AppContextSwitchHelper.cs

C#
internal static class AppContextSwitchHelper
{
    public static bool GetConfigValue(string appContextSwitchName)
    {
        if (AppContext.TryGetSwitch(appContextSwitchName, out bool value))
        {
            return value;
        }

        return false;
    }
}

ModelDiagnostics

C#
internal static class ModelDiagnostics
{
    // Consistent namespace for all connectors
    private static readonly string s_namespace = typeof(ModelDiagnostics).Namespace;
    private static readonly ActivitySource s_activitySource = new(s_namespace);

    private const string EnableModelDiagnosticsSettingName = "Microsoft.SemanticKernel.Experimental.GenAI.EnableOTelDiagnostics";
    private const string EnableSensitiveEventsSettingName = "Microsoft.SemanticKernel.Experimental.GenAI.EnableOTelDiagnosticsSensitive";

    private static readonly bool s_enableSensitiveEvents = AppContextSwitchHelper.GetConfigValue(EnableSensitiveEventsSettingName);
    private static readonly bool s_enableModelDiagnostics = AppContextSwitchHelper.GetConfigValue(EnableModelDiagnosticsSettingName) || s_enableSensitiveEvents;

    public static Activity?
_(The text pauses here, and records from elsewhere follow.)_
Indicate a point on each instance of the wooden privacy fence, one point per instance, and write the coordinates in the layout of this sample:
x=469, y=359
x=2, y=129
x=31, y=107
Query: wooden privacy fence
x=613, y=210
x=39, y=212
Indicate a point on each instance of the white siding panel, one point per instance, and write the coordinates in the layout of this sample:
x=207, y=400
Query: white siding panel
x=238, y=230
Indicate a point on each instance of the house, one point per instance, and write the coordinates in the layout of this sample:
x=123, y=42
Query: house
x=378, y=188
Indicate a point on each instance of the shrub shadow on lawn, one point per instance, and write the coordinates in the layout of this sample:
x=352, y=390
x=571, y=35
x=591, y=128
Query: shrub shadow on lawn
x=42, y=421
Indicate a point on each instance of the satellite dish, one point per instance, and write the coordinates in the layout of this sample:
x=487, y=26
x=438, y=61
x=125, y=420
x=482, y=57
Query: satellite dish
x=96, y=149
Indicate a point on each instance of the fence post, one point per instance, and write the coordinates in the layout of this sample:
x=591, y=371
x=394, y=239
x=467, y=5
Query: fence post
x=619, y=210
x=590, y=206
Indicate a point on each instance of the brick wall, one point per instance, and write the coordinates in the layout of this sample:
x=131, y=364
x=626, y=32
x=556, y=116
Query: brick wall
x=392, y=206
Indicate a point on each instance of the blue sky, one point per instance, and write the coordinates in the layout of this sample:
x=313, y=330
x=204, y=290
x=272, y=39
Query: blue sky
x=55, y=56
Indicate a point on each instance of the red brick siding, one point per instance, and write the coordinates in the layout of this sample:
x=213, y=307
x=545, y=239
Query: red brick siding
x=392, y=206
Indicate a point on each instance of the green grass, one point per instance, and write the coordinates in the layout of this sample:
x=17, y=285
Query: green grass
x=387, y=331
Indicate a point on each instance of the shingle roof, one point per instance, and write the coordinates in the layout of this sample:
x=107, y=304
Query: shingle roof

StartCompletionActivity(string name, string modelName, string modelProvider, string prompt, PromptExecutionSettings? executionSettings)
    {
        if (!s_enableModelDiagnostics)
        {
            return null;
        }

        var activity = s_activitySource.StartActivityWithTags(
            name,
            new() {
                new("gen_ai.request.model", modelName),
                new("gen_ai.system", modelProvider),
                ...
            });

        // Chat history is optional as it may contain sensitive data.
        if (s_enableSensitiveEvents)
        {
            activity?.AttachSensitiveDataAsEvent("gen_ai.content.prompt", new() { new("gen_ai.prompt", prompt) });
        }

        return activity;
    }
    ...
}

Extensions

C#
internal static class ActivityExtensions
{
    public static Activity? StartActivityWithTags(this ActivitySource source, string name, List<KeyValuePair<string, object?>> tags)
    {
        return source.StartActivity(
            name,
            ActivityKind.Internal,
            Activity.Current?.Context ?? new ActivityContext(),
            tags);
    }

    public static Activity EnrichAfterResponse(this Activity activity, List<KeyValuePair<string, object?>> tags)
    {
        tags.ForEach(tag =>
        {
            if (tag.Value is not null)
            {
                activity.SetTag(tag.Key, tag.Value);
            }
        });
    }

    public static Activity AttachSensitiveDataAsEvent(this Activity activity, string name, List<KeyValuePair<string, object?>> tags)
    {
        activity.AddEvent(new ActivityEvent(
            name,
            tags: new ActivityTagsCollection(tags)
        ));

        return activity;
    }
}

Please be aware that the implementations provided above serve as illustrative examples, and the actual implementations within the codebase may undergo modifications.